When Amira reads Abby’s letters aloud for the class, Sadeed grows frustrated. Amira gets all the credit for having a pen pal in America even though Abby is Sadeed’s friend, and he is the one putting in all the work. In his pride, Sadeed sends Abby a letter admitting that he is the one that she has been writing to, not Amira.

One day, when a man in the village sees the American flag on Sadeed’s envelope, panic ensues. The police become involved and fighting breaks out in the mountains surrounding the village. The village elders fear for the safety of the children and families in Bahar-Lan because if Sadeed continues to write to America, the fighting (likely a result of terrorist activity) could get worse.

Abby works on her extra credit presentation.

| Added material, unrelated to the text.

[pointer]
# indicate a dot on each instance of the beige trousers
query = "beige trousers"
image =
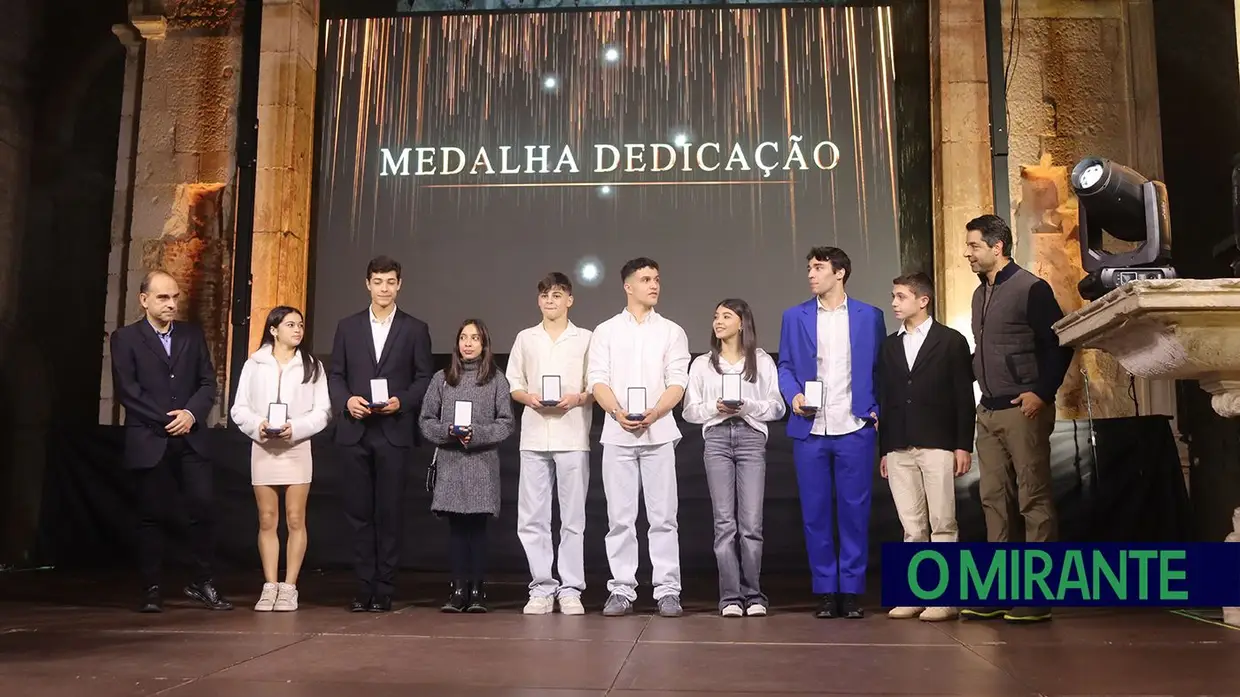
(924, 489)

Wanting to add a more personal touch to her poster board, she covers it with the letters from Sadeed and adds a map of Afghanistan and a picture of their flag. Her classmates look disinterested and bored, but Abby continues with her presentation. When asked what she learned from her project, she answers, “All kids are the same.” This is the overarching theme throughout the book; despite being from polar opposite places, halfway around the world from one another, Sadeed and Abby are both just fun-loving, carefree kids. Abby climbs the artificial rock wall in her gym class just as Sadeed climbs Afghanistan’s mountains, but at the end of the day, the places that they come from do not solely define them; they are both just kids. Ironically, a parent calls the school to complain about the Afghanistan flag on Abby’s poster, stating that it might make the children “uncomfortable.” This scene is a commentary on how we tend to treat people differently as we grow older, despite having all been the same kids at heart.